In an embodiment of the present application, the snr obtaining module may include: the seismic data acquisition unit can be used for acquiring seismic data of a work area to be detected before acquiring the signal-to-noise ratio of the gather to be detected; a preprocessing unit, which may be configured to preprocess the seismic data to obtain processed seismic data, wherein the preprocessing may include, but is not limited to, at least one of the following: pre-stack denoising, ground surface consistency amplitude compensation, geometric diffusion absorption compensation and channel sorting; and the gather determining unit can be used for determining a plurality of to-be-detected gathers according to the processed seismic data.

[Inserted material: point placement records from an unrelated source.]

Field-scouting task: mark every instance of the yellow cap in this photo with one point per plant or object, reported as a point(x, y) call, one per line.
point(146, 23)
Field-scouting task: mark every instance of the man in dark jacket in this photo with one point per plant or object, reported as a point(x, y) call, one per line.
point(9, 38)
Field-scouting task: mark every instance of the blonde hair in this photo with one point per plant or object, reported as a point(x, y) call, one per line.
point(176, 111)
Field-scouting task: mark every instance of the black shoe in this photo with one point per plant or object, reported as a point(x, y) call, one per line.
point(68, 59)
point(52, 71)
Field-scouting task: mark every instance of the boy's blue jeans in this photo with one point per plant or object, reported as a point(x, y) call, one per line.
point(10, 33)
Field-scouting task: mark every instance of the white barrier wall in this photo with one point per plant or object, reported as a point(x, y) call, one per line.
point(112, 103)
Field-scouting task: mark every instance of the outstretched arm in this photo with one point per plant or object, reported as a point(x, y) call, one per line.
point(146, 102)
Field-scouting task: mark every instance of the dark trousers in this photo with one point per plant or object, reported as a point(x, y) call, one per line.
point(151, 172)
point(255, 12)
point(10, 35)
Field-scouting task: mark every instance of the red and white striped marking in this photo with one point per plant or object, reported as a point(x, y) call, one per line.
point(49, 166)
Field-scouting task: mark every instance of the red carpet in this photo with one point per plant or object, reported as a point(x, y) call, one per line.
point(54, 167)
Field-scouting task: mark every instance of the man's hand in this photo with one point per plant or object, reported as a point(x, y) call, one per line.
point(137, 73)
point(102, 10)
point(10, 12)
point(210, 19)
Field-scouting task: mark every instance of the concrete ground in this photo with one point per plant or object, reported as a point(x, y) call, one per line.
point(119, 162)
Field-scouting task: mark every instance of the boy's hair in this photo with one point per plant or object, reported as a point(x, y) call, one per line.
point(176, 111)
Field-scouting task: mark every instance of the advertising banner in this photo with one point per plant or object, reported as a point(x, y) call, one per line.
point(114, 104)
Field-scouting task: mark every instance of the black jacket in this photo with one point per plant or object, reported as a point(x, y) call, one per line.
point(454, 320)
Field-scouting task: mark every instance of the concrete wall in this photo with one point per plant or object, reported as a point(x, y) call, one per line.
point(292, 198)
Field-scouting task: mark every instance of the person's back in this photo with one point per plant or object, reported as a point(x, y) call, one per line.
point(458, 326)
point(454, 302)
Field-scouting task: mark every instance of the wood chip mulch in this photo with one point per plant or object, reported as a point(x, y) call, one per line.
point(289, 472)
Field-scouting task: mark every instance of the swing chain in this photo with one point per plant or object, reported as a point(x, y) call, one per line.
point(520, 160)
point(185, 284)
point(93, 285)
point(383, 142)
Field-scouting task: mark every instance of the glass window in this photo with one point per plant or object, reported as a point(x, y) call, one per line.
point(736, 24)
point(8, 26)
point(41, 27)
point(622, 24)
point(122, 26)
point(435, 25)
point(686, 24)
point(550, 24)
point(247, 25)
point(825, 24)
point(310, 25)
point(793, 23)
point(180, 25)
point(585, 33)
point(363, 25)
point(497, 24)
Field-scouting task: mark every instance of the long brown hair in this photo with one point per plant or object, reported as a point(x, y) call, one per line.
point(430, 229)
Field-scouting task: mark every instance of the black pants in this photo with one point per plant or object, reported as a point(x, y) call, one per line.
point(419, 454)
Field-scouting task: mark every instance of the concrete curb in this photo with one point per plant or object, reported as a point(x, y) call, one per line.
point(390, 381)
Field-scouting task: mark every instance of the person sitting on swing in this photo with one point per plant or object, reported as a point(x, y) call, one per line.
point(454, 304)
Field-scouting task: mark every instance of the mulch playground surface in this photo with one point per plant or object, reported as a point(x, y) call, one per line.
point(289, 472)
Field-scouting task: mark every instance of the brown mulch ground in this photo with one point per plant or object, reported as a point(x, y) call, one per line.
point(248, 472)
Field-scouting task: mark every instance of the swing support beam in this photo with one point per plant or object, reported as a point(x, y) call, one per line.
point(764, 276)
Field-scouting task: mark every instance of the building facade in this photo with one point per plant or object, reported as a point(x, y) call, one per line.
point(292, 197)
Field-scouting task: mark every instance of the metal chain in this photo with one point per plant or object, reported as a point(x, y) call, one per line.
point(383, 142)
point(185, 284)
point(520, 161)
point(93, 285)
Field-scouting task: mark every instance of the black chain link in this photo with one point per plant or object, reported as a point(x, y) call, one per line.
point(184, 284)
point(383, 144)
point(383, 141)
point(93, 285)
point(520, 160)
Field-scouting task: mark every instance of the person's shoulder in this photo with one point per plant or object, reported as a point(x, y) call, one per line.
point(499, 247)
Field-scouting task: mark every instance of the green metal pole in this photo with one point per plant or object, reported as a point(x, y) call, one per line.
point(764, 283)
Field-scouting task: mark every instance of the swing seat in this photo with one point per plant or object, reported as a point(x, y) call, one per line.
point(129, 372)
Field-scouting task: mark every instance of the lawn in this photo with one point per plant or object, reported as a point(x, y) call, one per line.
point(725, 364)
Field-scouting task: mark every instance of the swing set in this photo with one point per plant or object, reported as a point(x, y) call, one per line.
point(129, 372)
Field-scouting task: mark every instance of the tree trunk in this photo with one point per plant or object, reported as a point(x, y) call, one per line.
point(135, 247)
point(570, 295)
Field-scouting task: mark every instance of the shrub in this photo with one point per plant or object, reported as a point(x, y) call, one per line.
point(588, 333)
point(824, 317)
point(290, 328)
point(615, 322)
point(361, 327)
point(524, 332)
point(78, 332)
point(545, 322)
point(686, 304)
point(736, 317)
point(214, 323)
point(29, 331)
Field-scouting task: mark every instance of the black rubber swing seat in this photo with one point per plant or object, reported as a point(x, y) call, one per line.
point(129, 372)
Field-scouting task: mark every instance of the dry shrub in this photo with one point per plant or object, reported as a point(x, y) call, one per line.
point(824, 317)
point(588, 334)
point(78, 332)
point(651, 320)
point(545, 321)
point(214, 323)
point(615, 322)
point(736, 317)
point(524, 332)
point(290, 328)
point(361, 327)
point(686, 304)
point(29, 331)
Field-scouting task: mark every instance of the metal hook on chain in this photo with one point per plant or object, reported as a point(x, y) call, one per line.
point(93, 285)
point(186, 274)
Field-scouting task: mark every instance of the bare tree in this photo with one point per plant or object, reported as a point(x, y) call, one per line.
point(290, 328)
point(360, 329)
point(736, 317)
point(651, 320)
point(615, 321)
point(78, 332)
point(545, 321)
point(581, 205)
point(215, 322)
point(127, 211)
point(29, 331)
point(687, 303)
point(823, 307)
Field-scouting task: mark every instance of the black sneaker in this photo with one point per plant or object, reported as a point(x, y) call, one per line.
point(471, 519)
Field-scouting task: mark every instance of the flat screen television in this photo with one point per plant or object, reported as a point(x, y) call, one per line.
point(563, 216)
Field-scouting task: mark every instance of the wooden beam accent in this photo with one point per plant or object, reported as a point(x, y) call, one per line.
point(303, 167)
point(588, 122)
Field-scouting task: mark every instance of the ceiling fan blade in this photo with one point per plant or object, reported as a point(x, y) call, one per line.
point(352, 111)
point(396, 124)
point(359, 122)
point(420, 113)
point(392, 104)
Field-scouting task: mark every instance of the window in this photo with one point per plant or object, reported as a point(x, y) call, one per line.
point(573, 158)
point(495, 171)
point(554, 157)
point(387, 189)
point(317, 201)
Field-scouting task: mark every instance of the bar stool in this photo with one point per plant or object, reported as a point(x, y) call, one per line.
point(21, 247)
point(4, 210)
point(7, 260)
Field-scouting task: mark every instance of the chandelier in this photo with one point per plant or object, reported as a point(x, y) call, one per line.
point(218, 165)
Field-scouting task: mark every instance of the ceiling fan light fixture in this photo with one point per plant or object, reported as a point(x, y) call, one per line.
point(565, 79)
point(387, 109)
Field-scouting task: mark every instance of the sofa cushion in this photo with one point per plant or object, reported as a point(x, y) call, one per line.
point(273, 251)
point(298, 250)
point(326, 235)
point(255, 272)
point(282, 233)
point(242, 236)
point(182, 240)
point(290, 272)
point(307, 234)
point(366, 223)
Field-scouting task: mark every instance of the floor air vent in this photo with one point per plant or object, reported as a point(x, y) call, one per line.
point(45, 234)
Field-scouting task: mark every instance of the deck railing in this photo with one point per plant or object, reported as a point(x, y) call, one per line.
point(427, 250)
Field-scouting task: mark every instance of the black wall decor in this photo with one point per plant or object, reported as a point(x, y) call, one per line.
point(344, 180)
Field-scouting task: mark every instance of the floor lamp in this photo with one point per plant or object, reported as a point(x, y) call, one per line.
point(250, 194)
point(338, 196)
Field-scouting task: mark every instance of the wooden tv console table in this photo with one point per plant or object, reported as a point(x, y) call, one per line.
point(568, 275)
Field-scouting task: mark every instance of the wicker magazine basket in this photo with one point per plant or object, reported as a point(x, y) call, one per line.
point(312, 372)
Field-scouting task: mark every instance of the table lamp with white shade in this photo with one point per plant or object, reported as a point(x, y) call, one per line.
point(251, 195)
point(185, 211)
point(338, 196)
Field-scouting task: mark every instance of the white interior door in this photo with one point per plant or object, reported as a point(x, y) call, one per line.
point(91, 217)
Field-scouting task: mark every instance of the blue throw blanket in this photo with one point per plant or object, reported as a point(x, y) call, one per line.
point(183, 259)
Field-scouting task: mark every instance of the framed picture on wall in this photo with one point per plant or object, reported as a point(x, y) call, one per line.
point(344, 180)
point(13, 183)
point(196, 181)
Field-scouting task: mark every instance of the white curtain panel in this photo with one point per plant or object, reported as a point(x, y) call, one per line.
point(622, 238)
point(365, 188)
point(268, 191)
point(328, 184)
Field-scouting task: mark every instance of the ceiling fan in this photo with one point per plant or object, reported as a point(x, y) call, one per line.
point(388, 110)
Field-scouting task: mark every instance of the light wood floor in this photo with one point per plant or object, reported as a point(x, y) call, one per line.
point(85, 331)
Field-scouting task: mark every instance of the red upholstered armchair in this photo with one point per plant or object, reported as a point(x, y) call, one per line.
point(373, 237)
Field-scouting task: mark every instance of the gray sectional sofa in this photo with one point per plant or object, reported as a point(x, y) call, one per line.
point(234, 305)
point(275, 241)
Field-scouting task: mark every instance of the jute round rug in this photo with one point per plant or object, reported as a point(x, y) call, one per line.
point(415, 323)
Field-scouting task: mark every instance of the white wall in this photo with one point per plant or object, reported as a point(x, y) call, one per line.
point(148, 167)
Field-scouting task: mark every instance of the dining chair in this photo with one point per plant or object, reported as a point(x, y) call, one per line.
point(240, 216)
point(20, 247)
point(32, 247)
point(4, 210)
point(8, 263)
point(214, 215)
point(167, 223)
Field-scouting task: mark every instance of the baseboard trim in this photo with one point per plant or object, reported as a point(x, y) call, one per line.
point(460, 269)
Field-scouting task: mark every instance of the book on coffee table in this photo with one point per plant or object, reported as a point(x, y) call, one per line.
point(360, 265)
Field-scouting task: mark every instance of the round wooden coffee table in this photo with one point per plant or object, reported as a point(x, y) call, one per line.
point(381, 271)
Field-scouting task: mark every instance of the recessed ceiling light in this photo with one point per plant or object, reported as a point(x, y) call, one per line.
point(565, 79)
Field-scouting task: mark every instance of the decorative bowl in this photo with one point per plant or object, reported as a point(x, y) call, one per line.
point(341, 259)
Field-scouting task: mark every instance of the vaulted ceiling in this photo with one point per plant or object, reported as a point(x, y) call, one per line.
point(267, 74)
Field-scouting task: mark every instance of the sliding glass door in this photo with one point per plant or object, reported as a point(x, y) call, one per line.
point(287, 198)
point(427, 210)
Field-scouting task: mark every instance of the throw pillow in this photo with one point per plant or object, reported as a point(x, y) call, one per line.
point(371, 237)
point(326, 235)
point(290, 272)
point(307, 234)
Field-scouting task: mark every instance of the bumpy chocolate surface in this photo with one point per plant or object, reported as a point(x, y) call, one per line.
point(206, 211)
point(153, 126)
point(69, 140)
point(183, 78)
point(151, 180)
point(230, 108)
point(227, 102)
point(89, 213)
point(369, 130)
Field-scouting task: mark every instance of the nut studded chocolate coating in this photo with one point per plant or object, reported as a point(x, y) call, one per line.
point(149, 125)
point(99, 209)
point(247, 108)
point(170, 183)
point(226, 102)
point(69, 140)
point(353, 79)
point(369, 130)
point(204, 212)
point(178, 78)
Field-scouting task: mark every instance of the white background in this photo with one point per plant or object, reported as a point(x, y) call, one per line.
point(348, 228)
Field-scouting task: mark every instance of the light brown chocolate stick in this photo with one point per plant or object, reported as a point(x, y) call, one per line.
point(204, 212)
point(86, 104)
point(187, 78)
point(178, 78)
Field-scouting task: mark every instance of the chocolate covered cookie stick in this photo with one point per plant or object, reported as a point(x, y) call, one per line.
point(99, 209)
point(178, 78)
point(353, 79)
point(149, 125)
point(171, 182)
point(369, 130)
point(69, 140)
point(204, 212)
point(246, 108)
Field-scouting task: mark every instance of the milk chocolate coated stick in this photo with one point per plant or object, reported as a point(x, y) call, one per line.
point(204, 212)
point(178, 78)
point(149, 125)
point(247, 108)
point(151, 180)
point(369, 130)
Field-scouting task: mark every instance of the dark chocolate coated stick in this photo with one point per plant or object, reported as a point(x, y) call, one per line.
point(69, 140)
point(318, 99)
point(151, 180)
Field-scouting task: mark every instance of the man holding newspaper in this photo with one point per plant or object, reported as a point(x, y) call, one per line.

In an embodiment of the application, the adjustment factor calculation module calculates the energy adjustment factor of the to-be-measured gather in each time period according to the signal-to-noise ratio and the number of seismic channels in each time period, and then can be used for smoothing the energy adjustment factor of the to-be-measured gather to obtain the energy adjustment factor after smoothing the to-be-measured gather.

In an embodiment of the application, the amplitude adjustment module may be specifically configured to perform amplitude adjustment on the gather to be measured based on the energy adjustment factor according to the following formula to obtain an adjusted seismic signal:

s'(t)＝s(t)·pcof(t)

wherein s' (t) represents the adjusted seismic signal in the time period t, s (t) represents the seismic signal in the time period t before the adjustment of the to-be-measured gather, and pcof (t) represents the energy adjustment factor of the to-be-measured gather after the smoothing processing in the time period t.

In one embodiment of the present application, the adjustment factor calculation module may include: the position calibration unit can be used for sequentially calibrating the position of each to-be-tested gather in the to-be-tested work area according to a preset sequence to obtain each to-be-tested gather after position calibration is carried out; the factor calculating unit may be configured to obtain the energy adjustment factor after smoothing processing of each to-be-measured gather according to the following manner: taking the position of the current gather to be measured as a center and a preset smooth radius as a radius to obtain a smooth area; and calculating to obtain the energy adjustment factor after the smoothing of the current to-be-measured gather according to the energy adjustment factor of each to-be-measured gather in the smoothing area.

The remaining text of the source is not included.